“We should get this straight from the beginning; I have absolutely no idea what I’m really doing here,” Nick Cave told the crowd at the start of his “So, What Do You Want to Know?” session at Peter Norton Symphony Space in New York City on May 3. Over the course of the evening, the Bad Seeds ringleader alternated between performing some of his most beloved songs on grand piano and fielding questions from the audience.
But this was no conventional Q&A. The show featured no moderator, no script, no structure: Cave signed up to fend for himself up there. And his fanbase is a peculiar breed; one that was clearly so absorbed in the man as to border on a religious experience at the event. Nearly every question to Cave was derailed by endearingly one-sided monologues about their own personal communion with the music, with audience members clearly just relishing the chance to say anything they wanted to Cave on a hot mic, with hundreds listening.

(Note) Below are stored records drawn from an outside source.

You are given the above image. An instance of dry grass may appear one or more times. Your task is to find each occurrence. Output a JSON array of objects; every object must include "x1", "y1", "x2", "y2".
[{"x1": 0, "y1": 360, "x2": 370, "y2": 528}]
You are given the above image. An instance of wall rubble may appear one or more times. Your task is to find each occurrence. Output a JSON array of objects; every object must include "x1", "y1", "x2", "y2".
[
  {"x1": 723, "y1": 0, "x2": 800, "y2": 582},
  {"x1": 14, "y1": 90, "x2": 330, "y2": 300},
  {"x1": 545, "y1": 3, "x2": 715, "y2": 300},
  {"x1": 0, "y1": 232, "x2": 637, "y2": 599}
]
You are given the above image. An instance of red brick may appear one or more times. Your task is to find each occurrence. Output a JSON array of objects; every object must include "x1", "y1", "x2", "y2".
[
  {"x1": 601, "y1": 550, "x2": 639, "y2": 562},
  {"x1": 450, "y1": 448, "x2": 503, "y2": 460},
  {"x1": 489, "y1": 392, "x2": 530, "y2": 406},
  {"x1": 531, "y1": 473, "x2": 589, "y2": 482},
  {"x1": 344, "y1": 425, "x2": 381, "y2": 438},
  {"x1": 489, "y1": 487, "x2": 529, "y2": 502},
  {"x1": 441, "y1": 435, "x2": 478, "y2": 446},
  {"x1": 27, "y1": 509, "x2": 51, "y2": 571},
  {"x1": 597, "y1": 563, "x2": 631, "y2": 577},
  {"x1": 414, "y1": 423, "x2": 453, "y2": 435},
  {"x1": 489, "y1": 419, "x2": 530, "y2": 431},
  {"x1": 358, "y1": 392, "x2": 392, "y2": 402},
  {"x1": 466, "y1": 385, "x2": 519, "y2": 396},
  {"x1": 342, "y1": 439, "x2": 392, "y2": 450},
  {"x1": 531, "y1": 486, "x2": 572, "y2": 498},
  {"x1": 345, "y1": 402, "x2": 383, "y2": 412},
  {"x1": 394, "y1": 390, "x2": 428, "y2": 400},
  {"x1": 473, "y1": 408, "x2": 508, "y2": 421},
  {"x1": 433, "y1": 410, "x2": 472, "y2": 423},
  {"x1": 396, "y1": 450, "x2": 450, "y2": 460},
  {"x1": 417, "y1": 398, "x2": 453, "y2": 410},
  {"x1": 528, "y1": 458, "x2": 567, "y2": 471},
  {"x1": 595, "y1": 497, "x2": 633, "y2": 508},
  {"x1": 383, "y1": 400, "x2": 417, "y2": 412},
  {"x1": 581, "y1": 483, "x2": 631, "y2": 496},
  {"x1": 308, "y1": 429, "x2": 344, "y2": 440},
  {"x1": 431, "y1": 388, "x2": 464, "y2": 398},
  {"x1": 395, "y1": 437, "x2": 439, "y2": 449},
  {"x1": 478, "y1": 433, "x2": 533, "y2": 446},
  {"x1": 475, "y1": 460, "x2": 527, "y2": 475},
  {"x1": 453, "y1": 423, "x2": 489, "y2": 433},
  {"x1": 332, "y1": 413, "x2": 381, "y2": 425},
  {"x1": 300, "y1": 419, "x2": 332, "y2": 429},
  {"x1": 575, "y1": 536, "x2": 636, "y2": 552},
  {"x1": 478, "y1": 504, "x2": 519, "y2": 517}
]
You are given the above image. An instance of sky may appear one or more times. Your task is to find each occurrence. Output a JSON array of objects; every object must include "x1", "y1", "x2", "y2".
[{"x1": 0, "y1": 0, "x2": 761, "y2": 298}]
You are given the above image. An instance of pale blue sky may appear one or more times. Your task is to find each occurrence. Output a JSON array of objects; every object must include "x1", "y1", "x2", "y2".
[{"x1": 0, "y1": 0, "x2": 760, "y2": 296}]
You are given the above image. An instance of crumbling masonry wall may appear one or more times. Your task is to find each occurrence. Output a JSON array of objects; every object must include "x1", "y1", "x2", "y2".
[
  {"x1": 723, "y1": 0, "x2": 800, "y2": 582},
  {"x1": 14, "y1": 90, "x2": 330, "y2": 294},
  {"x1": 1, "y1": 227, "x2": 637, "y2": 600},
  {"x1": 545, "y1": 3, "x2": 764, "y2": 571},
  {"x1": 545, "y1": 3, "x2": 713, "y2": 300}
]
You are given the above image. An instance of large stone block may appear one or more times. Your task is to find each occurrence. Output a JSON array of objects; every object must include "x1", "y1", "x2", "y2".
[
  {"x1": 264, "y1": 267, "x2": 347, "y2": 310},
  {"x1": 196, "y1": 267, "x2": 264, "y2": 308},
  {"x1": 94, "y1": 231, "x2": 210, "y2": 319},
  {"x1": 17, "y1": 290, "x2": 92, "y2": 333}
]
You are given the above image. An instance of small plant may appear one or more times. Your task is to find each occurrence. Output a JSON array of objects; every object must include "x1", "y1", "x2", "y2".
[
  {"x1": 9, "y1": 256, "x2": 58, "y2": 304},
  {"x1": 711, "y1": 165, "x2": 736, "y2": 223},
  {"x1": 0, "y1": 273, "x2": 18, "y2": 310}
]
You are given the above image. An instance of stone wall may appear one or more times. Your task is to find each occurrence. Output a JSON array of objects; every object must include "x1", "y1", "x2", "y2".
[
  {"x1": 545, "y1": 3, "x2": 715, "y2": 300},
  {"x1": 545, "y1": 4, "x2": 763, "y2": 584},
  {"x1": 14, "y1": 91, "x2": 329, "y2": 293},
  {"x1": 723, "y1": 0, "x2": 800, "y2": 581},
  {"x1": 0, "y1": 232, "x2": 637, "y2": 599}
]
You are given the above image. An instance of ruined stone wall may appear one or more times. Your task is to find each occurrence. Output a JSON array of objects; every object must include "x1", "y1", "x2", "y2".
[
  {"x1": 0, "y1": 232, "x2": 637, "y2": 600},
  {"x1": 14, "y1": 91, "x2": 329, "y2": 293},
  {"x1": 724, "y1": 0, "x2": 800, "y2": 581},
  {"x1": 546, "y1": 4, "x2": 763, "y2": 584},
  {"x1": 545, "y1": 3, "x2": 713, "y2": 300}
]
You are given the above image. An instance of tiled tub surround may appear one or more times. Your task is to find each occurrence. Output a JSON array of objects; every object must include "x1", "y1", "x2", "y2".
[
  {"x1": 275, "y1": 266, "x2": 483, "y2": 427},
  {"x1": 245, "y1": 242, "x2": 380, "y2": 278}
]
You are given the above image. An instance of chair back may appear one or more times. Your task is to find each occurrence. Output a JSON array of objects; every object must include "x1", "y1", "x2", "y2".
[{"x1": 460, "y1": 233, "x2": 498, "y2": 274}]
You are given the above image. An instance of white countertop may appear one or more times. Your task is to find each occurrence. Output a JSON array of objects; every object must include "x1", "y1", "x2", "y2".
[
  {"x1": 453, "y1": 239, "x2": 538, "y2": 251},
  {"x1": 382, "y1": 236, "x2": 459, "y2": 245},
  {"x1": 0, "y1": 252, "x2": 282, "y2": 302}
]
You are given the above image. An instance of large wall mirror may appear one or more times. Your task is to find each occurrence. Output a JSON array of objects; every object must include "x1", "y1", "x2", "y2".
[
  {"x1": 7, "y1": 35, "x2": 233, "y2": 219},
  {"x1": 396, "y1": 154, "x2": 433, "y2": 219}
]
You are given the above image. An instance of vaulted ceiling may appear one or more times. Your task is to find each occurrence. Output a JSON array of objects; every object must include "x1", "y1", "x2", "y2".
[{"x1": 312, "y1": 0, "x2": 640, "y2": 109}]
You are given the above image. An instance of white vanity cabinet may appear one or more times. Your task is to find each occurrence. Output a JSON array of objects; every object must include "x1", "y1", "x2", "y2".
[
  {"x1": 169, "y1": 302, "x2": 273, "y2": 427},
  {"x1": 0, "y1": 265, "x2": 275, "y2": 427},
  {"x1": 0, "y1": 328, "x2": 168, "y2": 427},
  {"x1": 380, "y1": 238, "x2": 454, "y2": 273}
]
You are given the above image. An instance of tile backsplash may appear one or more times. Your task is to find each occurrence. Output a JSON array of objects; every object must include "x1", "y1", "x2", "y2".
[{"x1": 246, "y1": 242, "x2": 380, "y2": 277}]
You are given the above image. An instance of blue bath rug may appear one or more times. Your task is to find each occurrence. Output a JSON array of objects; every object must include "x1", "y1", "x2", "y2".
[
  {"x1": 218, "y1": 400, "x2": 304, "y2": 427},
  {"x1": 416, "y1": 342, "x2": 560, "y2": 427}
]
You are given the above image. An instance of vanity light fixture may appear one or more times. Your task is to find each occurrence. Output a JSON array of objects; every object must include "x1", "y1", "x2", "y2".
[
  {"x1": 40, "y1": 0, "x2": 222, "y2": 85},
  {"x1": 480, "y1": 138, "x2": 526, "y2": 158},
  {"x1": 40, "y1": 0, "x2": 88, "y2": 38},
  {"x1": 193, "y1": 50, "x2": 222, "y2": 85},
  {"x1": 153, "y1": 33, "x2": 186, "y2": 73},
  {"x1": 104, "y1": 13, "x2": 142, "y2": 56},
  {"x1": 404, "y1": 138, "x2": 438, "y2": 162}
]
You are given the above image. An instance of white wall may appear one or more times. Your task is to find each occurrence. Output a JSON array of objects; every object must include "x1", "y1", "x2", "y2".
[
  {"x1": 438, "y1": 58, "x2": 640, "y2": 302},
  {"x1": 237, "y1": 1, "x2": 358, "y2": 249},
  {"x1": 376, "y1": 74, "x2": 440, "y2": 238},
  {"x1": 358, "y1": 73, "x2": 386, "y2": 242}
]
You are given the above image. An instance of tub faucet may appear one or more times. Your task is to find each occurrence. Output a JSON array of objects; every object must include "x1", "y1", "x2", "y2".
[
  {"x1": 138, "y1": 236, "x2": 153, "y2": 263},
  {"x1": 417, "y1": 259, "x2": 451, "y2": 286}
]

Between stark, gorgeous performances of key songs like “Skeleton Tree,” “The Mercy Seat” and “God Is In The House,” Cave was wry, genial and funny as hell as he tried his best to humor each audience member’s oddball prompt. (A late-in-the-game “Boxers or briefs?” sent Cave in a beeline for the piano.) From the audience’s standpoint, the mood wildly swerved between illuminating, awkward and sometimes flat-out cringeworthy. The latter vibe especially occurred when Cave reached his saturation point for fans quoting Joan Didion at him, and when one asked if he’s a “sandwich guy.”
One woman, who self-identified as a Quaker, inquired about Cave’s “relationship with Jesus, and your relationship with cleanliness, and your relationship with your housekeeper.” “I have so many problems with that question,” replied Cave under his breath.
Questions also touched on death — specifically, that of Cave’s son Arthur. In fact, the audience was heavy on grieving and recovery folks, many who didn’t blink at sharing their stories about losing their own loved ones or conquering substance abuse. When talking about Arthur, Cave grew subtly breathless and halting, but it seemed he and his wife, Susie, had risen above that immense tragedy. One scenario Cave brought up was haunting, in the first blast-zone of bereavement: “I was sitting at the kitchen table in a paralyzed state, and I couldn’t really do anything. And I looked through the doorway to the staircase, and Susie was halfway up the staircase and I saw her stop, and she couldn’t go any further. She was just clinging to the rail, unable to move.”
These intimate windows into Cave’s experience jarringly contrasted with the quality of the questions, which wildly varied. But those awkward moments were kind of the beauty of the evening itself, even as Cave’s nervousness occasionally grew palpable.
Anyone could have had a deeply edited, sanitized press conference, but Cave clearly signed up for unfiltered communication with his loyal followers. The results were always touchingly human, and over two hours spent so intimately with a rock n’ roll legend, discomfort and transcendence revealed themselves to be a two-way street.